The African women live in abject poverty. All the different states and tribes have their own technique. Their wheel is a curved broken pot shard. Most move their bodies around the stationary piece rather than spin the piece as a wheel. One of them late in the video was mentioned to have have been asked to demonstrate her technique in the far East. So they flew her Air France and set her up in a high class hotel. She demonstrated her African technique then went home, back to her simple set life and her poverty. The objects shown at the end are real African art and not the everyday pots shown throughout the video. That video shows what one could do immediately in their first try. African Pottery, Forming and Firing. They're making stoneware, I think, that's fired at lower temperature to be used in open flame without breaking. They don't want to use a kiln that fires at higher temperature and uses a lot more energy. They're waterproofed by dipping in a kind of soup that they prepare, while red hot directly from their bonfire, that changes the iron inside the clay from one form to another form. All very primitive at each step of the process. It makes you want to go there and buy one. 


ricpic said...

As I was watching the film about the Korean potter, his autobiography as you put it, a quote from Henry Miller kept insisting on itself in my head: Every man is working out his destiny in his own way. That's what I remembered of the quote, but I knew there was more to it so I looked it up: Every man is working out his destiny in his own way and nobody can be of any help except by being kind, generous, and patient. Frankly, I could do without except by being kind, generous, and patient, which strikes me as boilerplate.

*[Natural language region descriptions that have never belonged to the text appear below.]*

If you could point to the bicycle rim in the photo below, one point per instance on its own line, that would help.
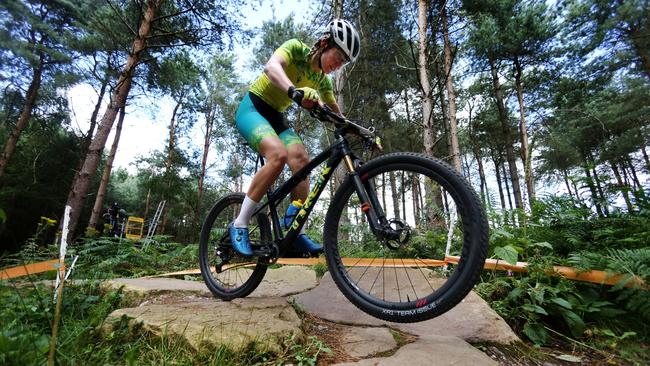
(228, 274)
(407, 279)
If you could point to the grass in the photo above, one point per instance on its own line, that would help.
(27, 311)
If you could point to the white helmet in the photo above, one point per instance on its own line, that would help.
(345, 37)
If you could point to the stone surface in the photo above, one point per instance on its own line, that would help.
(366, 341)
(283, 281)
(432, 350)
(472, 320)
(203, 322)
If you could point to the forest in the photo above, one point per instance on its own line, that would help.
(544, 106)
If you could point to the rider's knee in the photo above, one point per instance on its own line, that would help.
(277, 158)
(298, 160)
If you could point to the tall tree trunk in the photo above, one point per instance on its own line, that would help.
(23, 119)
(635, 177)
(523, 134)
(207, 140)
(481, 174)
(451, 93)
(101, 192)
(168, 164)
(594, 193)
(568, 186)
(93, 118)
(425, 85)
(599, 187)
(505, 127)
(645, 158)
(505, 181)
(497, 171)
(622, 186)
(84, 177)
(440, 85)
(403, 191)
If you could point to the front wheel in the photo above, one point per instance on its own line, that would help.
(228, 274)
(401, 274)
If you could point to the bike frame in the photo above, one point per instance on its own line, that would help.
(331, 157)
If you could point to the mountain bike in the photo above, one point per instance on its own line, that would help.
(386, 232)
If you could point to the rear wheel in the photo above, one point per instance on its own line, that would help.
(228, 274)
(401, 274)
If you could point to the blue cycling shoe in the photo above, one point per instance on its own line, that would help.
(239, 239)
(306, 245)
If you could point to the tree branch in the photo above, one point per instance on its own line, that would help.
(119, 15)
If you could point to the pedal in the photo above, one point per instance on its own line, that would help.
(268, 251)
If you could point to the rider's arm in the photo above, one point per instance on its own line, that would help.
(274, 69)
(335, 107)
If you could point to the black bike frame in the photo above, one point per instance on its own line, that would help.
(332, 157)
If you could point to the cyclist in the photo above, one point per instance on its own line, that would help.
(295, 72)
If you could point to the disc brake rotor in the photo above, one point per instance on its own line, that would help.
(401, 233)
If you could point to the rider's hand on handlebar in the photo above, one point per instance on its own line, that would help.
(304, 97)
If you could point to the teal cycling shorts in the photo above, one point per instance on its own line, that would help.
(257, 120)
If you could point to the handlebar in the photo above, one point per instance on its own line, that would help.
(325, 114)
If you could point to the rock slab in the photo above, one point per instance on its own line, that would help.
(432, 350)
(207, 322)
(284, 281)
(367, 341)
(472, 320)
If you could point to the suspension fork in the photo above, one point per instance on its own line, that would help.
(367, 193)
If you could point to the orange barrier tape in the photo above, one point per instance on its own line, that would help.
(27, 269)
(594, 276)
(349, 262)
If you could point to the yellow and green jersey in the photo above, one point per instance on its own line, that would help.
(299, 71)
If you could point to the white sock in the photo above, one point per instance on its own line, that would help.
(245, 213)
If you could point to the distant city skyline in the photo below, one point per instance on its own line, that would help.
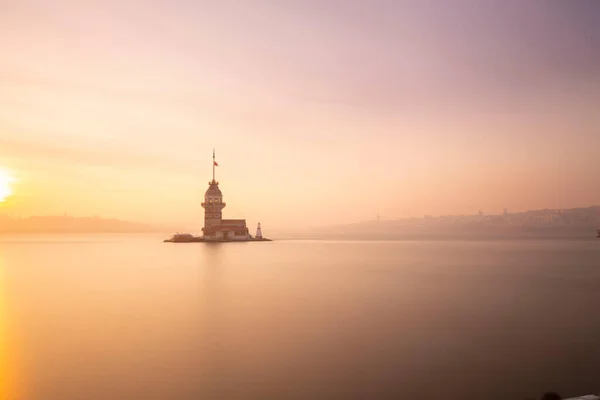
(321, 112)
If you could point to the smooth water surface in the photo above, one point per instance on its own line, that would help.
(128, 317)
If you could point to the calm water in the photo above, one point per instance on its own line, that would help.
(128, 317)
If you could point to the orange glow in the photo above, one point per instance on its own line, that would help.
(7, 365)
(5, 189)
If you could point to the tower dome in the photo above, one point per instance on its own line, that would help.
(213, 189)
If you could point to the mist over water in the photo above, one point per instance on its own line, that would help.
(128, 317)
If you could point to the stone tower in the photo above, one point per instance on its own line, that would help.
(213, 204)
(258, 232)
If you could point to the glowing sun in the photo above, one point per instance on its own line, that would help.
(5, 180)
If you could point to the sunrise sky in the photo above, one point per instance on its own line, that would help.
(321, 111)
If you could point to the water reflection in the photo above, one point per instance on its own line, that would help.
(8, 366)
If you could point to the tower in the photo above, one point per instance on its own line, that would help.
(258, 232)
(213, 205)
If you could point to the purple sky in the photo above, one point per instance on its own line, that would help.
(337, 110)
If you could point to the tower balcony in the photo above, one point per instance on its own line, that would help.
(222, 205)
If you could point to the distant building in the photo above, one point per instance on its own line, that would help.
(215, 227)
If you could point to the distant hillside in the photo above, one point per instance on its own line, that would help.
(65, 224)
(563, 223)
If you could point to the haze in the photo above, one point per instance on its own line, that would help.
(321, 112)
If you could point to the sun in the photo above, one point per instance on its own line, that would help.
(6, 179)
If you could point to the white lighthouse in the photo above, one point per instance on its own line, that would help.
(258, 232)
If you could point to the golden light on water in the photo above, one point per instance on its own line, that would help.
(7, 390)
(6, 178)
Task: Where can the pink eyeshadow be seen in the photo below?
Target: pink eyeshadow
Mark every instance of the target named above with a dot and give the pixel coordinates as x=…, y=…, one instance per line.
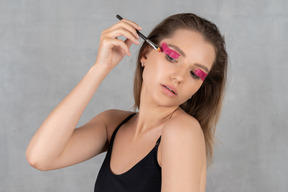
x=168, y=51
x=200, y=74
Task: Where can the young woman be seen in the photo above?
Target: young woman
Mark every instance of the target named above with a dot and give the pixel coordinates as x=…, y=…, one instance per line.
x=178, y=92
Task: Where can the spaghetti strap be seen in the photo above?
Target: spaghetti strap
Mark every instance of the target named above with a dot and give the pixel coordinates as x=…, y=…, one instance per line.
x=115, y=131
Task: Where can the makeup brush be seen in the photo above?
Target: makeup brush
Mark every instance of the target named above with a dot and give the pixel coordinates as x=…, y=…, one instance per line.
x=143, y=37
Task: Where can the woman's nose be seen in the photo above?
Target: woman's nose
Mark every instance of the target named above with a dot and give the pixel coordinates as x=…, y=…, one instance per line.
x=178, y=76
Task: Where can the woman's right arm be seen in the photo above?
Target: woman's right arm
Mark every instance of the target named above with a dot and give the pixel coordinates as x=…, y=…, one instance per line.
x=57, y=143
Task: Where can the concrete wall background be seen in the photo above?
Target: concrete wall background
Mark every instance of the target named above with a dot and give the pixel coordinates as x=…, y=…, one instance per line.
x=46, y=47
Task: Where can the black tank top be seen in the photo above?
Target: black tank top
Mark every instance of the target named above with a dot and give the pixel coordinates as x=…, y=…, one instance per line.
x=144, y=176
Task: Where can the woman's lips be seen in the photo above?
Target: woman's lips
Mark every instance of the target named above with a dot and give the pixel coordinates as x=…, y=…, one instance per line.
x=170, y=88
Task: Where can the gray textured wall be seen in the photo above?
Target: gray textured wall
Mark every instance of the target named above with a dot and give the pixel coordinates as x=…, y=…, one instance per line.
x=46, y=47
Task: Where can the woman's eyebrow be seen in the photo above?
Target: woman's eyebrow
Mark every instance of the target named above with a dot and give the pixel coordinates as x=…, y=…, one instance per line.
x=177, y=49
x=183, y=54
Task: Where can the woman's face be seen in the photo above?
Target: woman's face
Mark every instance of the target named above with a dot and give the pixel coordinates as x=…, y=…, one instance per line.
x=170, y=81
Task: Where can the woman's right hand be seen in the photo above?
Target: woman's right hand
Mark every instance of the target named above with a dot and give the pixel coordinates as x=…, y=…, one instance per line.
x=111, y=49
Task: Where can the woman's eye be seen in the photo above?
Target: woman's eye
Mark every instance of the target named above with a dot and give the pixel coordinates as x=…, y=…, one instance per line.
x=194, y=75
x=171, y=59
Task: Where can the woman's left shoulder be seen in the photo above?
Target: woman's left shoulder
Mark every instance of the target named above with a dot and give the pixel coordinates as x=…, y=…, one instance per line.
x=183, y=133
x=182, y=124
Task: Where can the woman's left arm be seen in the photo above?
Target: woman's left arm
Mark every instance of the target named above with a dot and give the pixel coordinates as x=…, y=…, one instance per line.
x=183, y=157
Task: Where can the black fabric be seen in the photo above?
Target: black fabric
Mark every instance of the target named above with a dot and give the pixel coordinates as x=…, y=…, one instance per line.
x=145, y=176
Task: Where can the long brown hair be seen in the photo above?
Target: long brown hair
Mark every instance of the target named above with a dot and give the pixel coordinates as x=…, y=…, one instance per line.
x=205, y=104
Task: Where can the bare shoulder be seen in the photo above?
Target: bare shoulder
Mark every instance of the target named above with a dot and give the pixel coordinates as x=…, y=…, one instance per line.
x=183, y=133
x=183, y=126
x=183, y=153
x=112, y=118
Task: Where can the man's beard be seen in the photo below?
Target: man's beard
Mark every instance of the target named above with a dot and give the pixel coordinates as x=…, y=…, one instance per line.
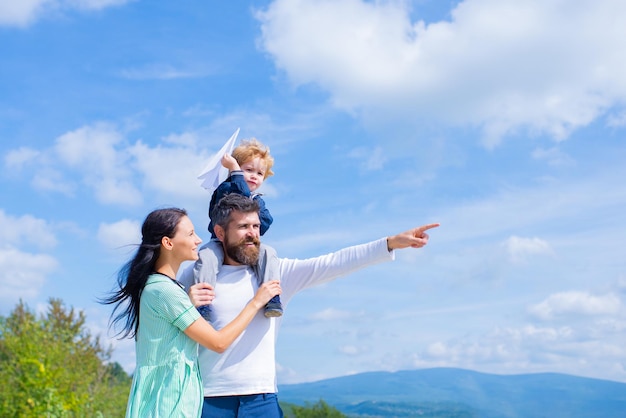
x=243, y=253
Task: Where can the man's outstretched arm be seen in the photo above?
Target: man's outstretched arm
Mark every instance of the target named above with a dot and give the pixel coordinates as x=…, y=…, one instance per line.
x=414, y=238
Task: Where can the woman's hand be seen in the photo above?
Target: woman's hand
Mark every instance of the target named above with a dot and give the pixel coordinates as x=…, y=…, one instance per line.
x=266, y=292
x=201, y=294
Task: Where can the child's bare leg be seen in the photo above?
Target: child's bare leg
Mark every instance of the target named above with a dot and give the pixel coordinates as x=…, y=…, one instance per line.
x=210, y=257
x=266, y=270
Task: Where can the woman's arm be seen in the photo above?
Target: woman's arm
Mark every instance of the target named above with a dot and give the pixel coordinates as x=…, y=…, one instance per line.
x=203, y=333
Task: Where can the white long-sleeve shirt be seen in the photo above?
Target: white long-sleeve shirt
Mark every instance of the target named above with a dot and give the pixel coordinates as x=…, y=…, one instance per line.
x=248, y=366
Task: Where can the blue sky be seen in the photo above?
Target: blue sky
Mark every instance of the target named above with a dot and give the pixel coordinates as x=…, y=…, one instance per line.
x=503, y=120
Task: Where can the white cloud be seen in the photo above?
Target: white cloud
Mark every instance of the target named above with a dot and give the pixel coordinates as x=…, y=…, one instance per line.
x=24, y=12
x=575, y=302
x=26, y=230
x=159, y=72
x=519, y=249
x=97, y=152
x=21, y=13
x=371, y=159
x=119, y=234
x=503, y=65
x=100, y=157
x=23, y=274
x=18, y=158
x=332, y=314
x=553, y=156
x=171, y=170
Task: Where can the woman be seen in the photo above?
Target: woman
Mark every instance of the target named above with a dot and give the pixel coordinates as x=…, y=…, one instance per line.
x=166, y=326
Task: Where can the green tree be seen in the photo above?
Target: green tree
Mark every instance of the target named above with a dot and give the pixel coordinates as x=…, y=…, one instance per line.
x=318, y=410
x=51, y=366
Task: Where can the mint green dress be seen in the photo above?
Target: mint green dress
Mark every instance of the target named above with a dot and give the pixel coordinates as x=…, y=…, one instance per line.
x=167, y=381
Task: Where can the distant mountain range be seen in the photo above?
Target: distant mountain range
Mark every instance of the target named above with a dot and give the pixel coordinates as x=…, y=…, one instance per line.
x=448, y=392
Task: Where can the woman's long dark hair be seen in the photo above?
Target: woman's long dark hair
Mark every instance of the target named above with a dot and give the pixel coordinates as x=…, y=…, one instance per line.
x=133, y=275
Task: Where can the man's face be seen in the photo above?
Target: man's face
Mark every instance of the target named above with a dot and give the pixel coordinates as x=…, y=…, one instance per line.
x=241, y=239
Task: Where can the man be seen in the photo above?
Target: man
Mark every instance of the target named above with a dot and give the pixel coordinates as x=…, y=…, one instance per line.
x=241, y=382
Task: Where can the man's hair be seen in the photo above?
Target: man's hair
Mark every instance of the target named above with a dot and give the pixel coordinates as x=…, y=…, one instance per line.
x=230, y=203
x=252, y=148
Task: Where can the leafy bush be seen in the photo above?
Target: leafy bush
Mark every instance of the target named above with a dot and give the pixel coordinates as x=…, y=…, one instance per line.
x=51, y=366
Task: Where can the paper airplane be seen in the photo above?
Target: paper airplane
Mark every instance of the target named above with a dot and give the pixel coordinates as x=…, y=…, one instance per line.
x=214, y=173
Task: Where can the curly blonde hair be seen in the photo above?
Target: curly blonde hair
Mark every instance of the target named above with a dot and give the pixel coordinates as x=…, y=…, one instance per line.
x=252, y=148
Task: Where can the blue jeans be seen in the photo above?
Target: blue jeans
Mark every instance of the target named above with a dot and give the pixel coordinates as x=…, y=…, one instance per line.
x=262, y=405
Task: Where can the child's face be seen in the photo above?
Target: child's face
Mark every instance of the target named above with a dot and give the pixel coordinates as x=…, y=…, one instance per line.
x=254, y=173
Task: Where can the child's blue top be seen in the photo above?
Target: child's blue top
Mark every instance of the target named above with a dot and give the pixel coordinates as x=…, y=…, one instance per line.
x=235, y=183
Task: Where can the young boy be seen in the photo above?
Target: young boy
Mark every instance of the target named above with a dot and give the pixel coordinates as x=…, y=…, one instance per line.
x=249, y=165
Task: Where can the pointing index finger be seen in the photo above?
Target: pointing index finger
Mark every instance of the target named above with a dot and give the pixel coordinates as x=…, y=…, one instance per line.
x=427, y=227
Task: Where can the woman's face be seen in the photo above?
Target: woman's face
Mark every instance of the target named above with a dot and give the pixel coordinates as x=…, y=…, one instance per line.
x=185, y=241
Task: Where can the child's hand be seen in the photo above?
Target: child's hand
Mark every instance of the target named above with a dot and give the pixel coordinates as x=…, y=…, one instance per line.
x=266, y=292
x=201, y=294
x=229, y=162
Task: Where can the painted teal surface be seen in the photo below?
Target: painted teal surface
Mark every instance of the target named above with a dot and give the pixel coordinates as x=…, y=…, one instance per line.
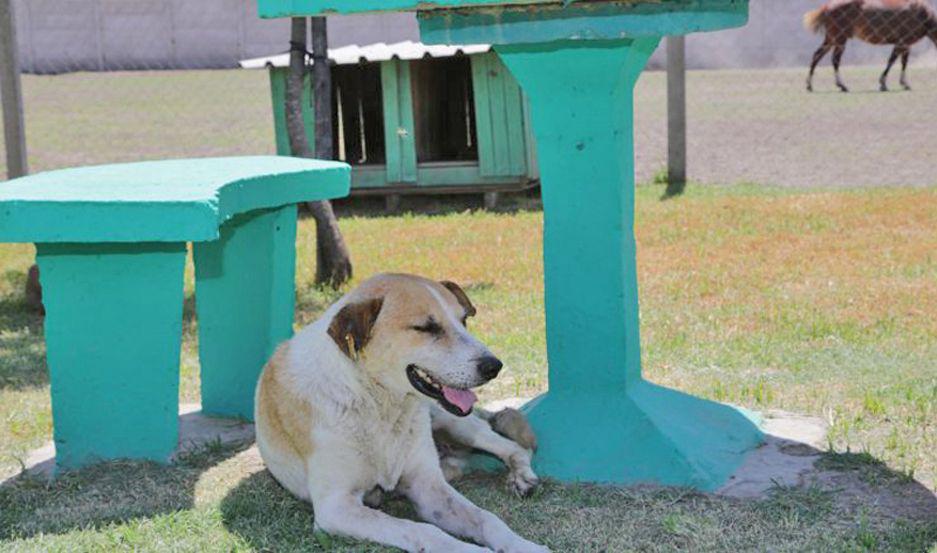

Every man is working out his own destiny in his own way and nobody can be of any help. That rings true.

Sixty Grit said...

When I first started working in my current line of work I used to talk with a potter who had trained with Korean potters. She taught me that a bowl or a cup, like a story, has to have a beginning, a middle and an end - the lip, the body of the vessel and a foot.

I don't always do that, as I am an American, and much prefer our aesthetics. Less of a mover, more of a Shaker, that's what I am talkin' about.

Methadras said...

I lol'ed at the guys dancing only because it was so impromptu and sort of yielded his intent of the kind of spirit that lurked within his body and what he wanted to do. Some people are masters at things they don't like to do. Some yearn to be nothing the world expects them to be, but we all have our little roles to play after all.

ndspinelli said...

My bride was into pottery. We had a wheel, kiln, etc. in our basement. I learned the kiln emits vapors that are really bad for furnaces. She got tired of throwing pots and we got rid of the fucking kiln.

rhhardin said...

All I remember from pottery class is you've got to get the air bubbles out of it explodes in the kiln, which I thought was cool.

Most students did an ashtray.

Everybody does a lanyard at camp.

These are skills that stay with you throughout life.

Sixty Grit said...

Lee Kang-hyo is a funny guy - he works hard, he really puts himself into his work. And he has a sense of humor.

I liked both videos - the brilliant complexity of the work in the first video contrasts nicely with the freer style work in the second. The gallery of his work at the end of the second video is a nice summation of how work goes - sometimes a piece will strike you positively, sometimes they are a swing and a miss. But he keeps working, keeps putting himself out there, and by golly, when it's good, it is very good.

Synova said...

They've got some of that pale green pottery at the local Korean market. It really caught my eye and I was really excited about it and then I saw the prices. I had to admit that they were surely worth what they were asking but it was still a bit much for me.

Lots of places have the traditional pueblo pottery here for the tourists. Both the red and the black clay. That's not the least bit cheap either. There are cheap pots but they're cheap pots and gimicky Southwest designs.